Large-Scale Publishing: Public Records and News on Westlaw

Keywords: application architecture, business process, case studies, conversion, legacy data conversion, legal publishing, metadata, publishing, repository, Unicode, XML, XSLT

Daniel Dodge
Data Architect
Thomson West
Eagan
Minnesota
United States of America
daniel.dodge@thomson.com

Biography

With a background of fourteen years working with structured documents, Daniel Dodge is a lead data architect on a large-scale XML project at Thomson West. He started with SGML at Unisys Corporation as a technical writer leading a team that developed a production system for publishing technical documentation in print and online media. This project also resulted in two patents being issued for new technology. Now he leads projects implementing XML technology for repurposing information for legal publishing. He is president of the Midwest SGML/XML Forum, a user group that meets regularly in the Minneapolis/St. Paul area to discuss and learn about XML.


Abstract


Public records and news information on Westlaw is now being published using XML and is fully integrated with the statutes, caselaw materials, and other legal resources. This case study shows how the publishing capabilities have been developed.


Table of Contents


1. Introduction
2. Product Features
     2.1 Features of Public Records Databases
     2.2 Features of News Databases
3. Building the System to Publish the Products
     3.1 XML Architecture
     3.2 Publishing Architecture
     3.3 Display Architecture
     3.4 Team Organization
4. Publishing the Products
     4.1 Publishing Public Records
     4.2 Publishing the News
          4.2.1 Migrating the News Databases
          4.2.2 Publishing New or Updated News Content
          4.2.3 Switching Customers to the New System
5. Lessons Learned
6. Summary
Appendix 1. About Thomson West

1. Introduction

The online information available on Westlaw is being expanded with additional types of information. A large set of public records, business information, and news supplements the legal information and is extensively cross-referenced via hyperlinks to make it easy to conduct research quickly. Two recent migration projects used XML for the data format for the online search repository. The Public Records project resulted in a set of publishing system and product development processes for dealing with large quantities of acquired content from many sources. The Business Information and News project ("News") resulted in a publishing process for migrating a very large-scale legacy mainframe dataset to an XML online search repository.
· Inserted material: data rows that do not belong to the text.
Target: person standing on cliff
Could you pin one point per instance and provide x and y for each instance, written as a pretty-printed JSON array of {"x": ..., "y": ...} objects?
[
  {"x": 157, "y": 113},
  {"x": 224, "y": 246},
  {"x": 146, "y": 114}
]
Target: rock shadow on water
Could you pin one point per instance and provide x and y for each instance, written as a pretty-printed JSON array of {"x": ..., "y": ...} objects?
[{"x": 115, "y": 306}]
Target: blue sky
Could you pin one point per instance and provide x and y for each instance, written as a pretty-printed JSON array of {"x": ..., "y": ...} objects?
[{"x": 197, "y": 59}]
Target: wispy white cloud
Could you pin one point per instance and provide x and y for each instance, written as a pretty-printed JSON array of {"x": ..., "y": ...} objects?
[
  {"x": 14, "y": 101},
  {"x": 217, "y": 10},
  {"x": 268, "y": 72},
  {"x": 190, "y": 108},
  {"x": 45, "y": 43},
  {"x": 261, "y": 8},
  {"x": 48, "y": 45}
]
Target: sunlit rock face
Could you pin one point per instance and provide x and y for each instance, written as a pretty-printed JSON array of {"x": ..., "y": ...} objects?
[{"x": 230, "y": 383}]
This case study shows how the projects started with basic publishing capabilities to convert acquired fixed-field content into XML for additional content on Westlaw, and have since evolved into a system that can easily add features while migrating content to XML form.

2. Product Features

2.1 Features of Public Records Databases

There are a large number of databases in the Public Records set, from "Adverse Filings" to "Watercraft", totaling over a billion documents.

The Public Records databases support the standard features on Westlaw. This includes searching, printing, and online display. "Clipping" is also available to customers. This provides a message when new documents have been published. By subscribing to the clipping service for a given database, the customer will receive an email when new documents have been published in the database.
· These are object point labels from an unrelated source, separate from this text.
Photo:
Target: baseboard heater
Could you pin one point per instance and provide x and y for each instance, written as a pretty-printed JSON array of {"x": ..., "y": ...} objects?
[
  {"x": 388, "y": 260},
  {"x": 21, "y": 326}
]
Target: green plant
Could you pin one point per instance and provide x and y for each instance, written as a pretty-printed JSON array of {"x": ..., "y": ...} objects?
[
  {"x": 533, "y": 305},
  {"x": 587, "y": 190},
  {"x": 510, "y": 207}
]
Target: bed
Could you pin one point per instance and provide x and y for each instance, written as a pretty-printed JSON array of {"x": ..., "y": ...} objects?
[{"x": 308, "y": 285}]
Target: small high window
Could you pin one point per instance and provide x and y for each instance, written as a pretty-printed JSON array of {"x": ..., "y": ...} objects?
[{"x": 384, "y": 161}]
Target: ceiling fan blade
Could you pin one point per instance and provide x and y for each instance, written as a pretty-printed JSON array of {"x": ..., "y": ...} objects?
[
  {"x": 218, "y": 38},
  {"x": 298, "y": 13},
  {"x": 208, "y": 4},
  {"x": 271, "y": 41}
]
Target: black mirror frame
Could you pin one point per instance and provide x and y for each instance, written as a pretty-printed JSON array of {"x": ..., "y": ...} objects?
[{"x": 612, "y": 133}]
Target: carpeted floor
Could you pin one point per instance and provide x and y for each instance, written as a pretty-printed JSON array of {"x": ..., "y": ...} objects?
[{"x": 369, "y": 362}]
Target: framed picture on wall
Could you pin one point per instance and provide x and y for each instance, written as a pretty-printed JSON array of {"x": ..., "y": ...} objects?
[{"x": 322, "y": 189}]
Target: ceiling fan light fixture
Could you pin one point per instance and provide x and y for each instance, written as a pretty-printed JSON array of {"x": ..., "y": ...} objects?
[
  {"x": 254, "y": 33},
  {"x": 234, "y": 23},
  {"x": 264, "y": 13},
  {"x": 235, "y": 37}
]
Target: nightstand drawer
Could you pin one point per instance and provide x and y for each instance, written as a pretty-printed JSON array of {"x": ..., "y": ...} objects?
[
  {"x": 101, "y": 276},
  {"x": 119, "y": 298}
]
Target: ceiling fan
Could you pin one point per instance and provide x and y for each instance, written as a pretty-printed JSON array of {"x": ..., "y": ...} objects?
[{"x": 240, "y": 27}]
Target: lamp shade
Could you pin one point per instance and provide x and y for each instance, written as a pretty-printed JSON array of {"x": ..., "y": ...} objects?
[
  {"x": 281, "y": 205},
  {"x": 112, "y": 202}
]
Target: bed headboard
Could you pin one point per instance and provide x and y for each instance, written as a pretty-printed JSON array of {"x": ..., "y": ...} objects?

"Aircraft Records" is a fairly typical Public Records database. It contains records of aircraft ownership, including the type of aircraft, registration number, engine type, seating, and so on. This is an example of a typical document:

pr-aircraft.png

Figure 1: Aircraft Record

A more sophisticated set of Public Records databases contains documents for court dockets. A court docket logs the activity and events of a case in court. This is an example of a court docket for a recent case:

ms-docket1.png

Figure 2: Sample Docket

There are several features to note in this sample document. One is the addition of links to other databases that are not part of the Public Records set. The link (shown as item A in Figure 2) containing the name of the judge for the case (Miriam Goldman Cedarbaum) connects to the Profiler database. This is what the profile for that judge looks like:

ms-docket1-judge.png

Figure 3: Profiler Record for Link from Judge Name

Links are added to the Dockets for judge, attorney, and expert witnesses contained in the Profiler database. This makes it easy to find the biographical information about the people involved with the proceedings of the case.

There are also links to other related documents, such as briefs filed with the court. These are listed in the display for the docket under the heading "Briefs and Other Related Documents" shown as item A in Figure 4:

ms-docket1-briefs.png

Figure 4: List of Briefs

Selecting a link (such as "2004 WL 813892" shown as item B) displays the related document. This makes it easy to read documents related to the case. All the links are added during the publishing process to make the documents more useful for the legal researcher.

2.2 Features of News Databases

The Business Information and News ("News" in this paper) on Westlaw covers more than 8,000 sources, including the Wall Street Journal, newswires (such as Dow Jones, Associated Press, and Reuters), business magazines, company profiles, and many more.

The News databases support the standard features on Westlaw. The "clipping" feature is also supported in the News databases.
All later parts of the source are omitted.